No tendría más de veinticinco años, pero la rabia contenida que había en su cuerpo sólo era comparable al asombro de Lis, que lo miraba atónita, mientras el cigarrillo se consumía lentamente entre sus dedos. Las lágrimas comenzaron a llenar sus ojos y una cascada salió por ellos, mientras de su pecho se escapaban pequeños gemidos que intentaba mantener dentro, sin conseguirlo.
—¿La furgoneta? ¡Ni siquiera me viste! —dijo, limpiándose las lágrimas—. ¿Tú conducías el camión blanco..., el que llevaba líquido inflamable..., en la autovía de Brión... muy temprano? —Lis lo vio tragar saliva—. Y te quedaste dormido al volante... Te tomaste cuatro copas y..., como tú controlas..., te dormiste al volante...
—¡Yo... yo... yo no soy un criminal..., no lo soy! —gritó él—. ¡Todo el mundo bebe... y nunca pasa nada!
—Hasta que pasa —replicó Lis, apagando el cigarrillo en una maceta y respirando profundamente—. Han muerto cuatro personas..., una por cada copa que te tomaste... ¿Sabes quiénes eran? Los periódicos han dado todos los detalles del accidente y ni siquiera te has molestado en saber a quién mataste...
Él tiró el cigarrillo al suelo con rabia y encendió otro. Lis apretó la mandíbula y tomó aire. Aguantarse las ganas de gritarle a alguien es algo muy difícil, pero ella era una experta en esa ardua tarea, había tenido que hacerlo muchas veces en su vida, y eso le había enseñado que no tiene más razón el que más grita.
—Una pareja de recién casados, volvían del aeropuerto, de su luna de miel, y ella estaba embarazada... Y un padre y su hijo, el niño tenía siete años, siete años, siete años..., y todo porque tú te tomaste cuatro copas... ¿Y te preocupa si volverás a jugar al fútbol?... ¿Es que no tienes corazón?

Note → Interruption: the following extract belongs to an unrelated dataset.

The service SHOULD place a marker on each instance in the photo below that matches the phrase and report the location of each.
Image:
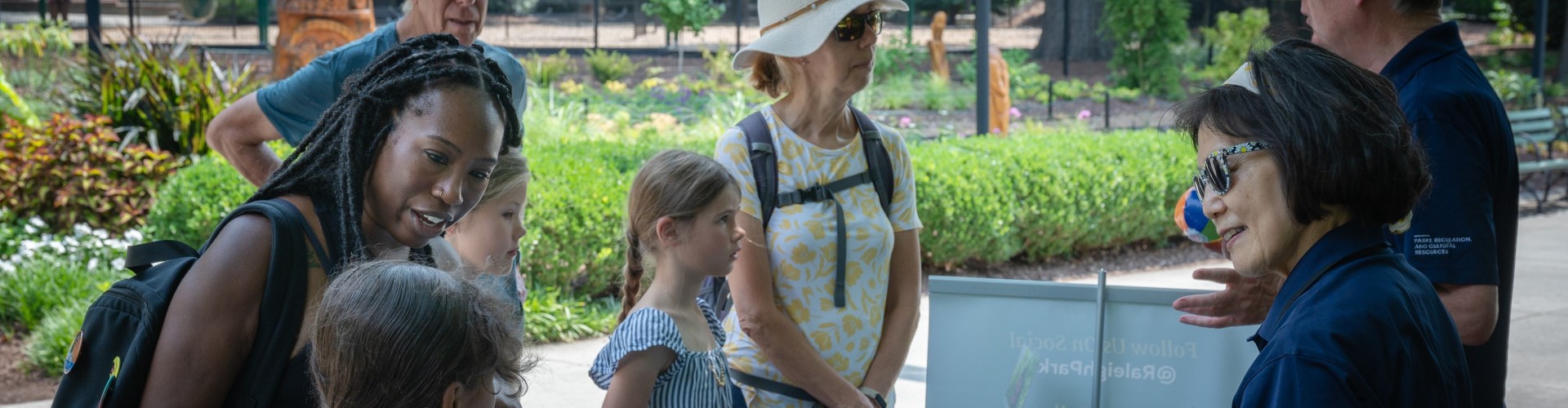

Lis regresó lentamente a su habitación, limpiándose las lágrimas que salían en silencio de sus ojos. Ella podría haber sido uno de aquellos números, un simple nombre en el periódico. Cruzó la puerta con la moral por los suelos y allí, ante la ventana, estaba Juan, con unos vaqueros y un jersey negro, más guapo que nunca, y mirándola de arriba abajo con unos ojos brillantes como estrellas.
Su compañera de habitación, ahora una señora de Murcia muy parlanchina, estaba fascinada observando a semejante espécimen del sexo masculino. Cuando vio entrar a Lis y el brillo de sus ojos, los suyos fueron de uno a otro alternativamente para no perderse ni un detalle. ¡Ni un partido de tenis entre Nadal y Federer habría conseguido que aquella cabeza se moviese de lado a lado a semejante velocidad!
Juan la observó caminar lentamente hacia él con una gran sonrisa en los labios, se acercó despacio y le acarició los hombros, mientras sus ojos recorrían su cara en una lenta caricia. Apartó el tacataca y la besó en la boca con toda la pasión, acariciando suavemente su cintura. Lis no pudo contenerse más y le echó los brazos al cuello, dejándose besar, entregándose a su abrazo. Le había echado tanto de menos, mucho más de lo que había imaginado. Hundió la cara en su cuello y le olió; olía a noche, olía a frío y...
—¿Tienes moto, Juan?
Él estalló en carcajadas, apretándola contra su pecho tiernamente, hasta que la auxiliar experta en destrozar situaciones románticas apareció con el carrito de la cena. ¡A las siete de la tarde, como si estuvieran en USA!
—¡La cena! —exclamó, y de nuevo se quedó paralizada en el acto.
—¡Oh, eso puede esperar! —dijo la murciana, indicándole con la mano que se apartara—. ¡Esto está mucho más interesante!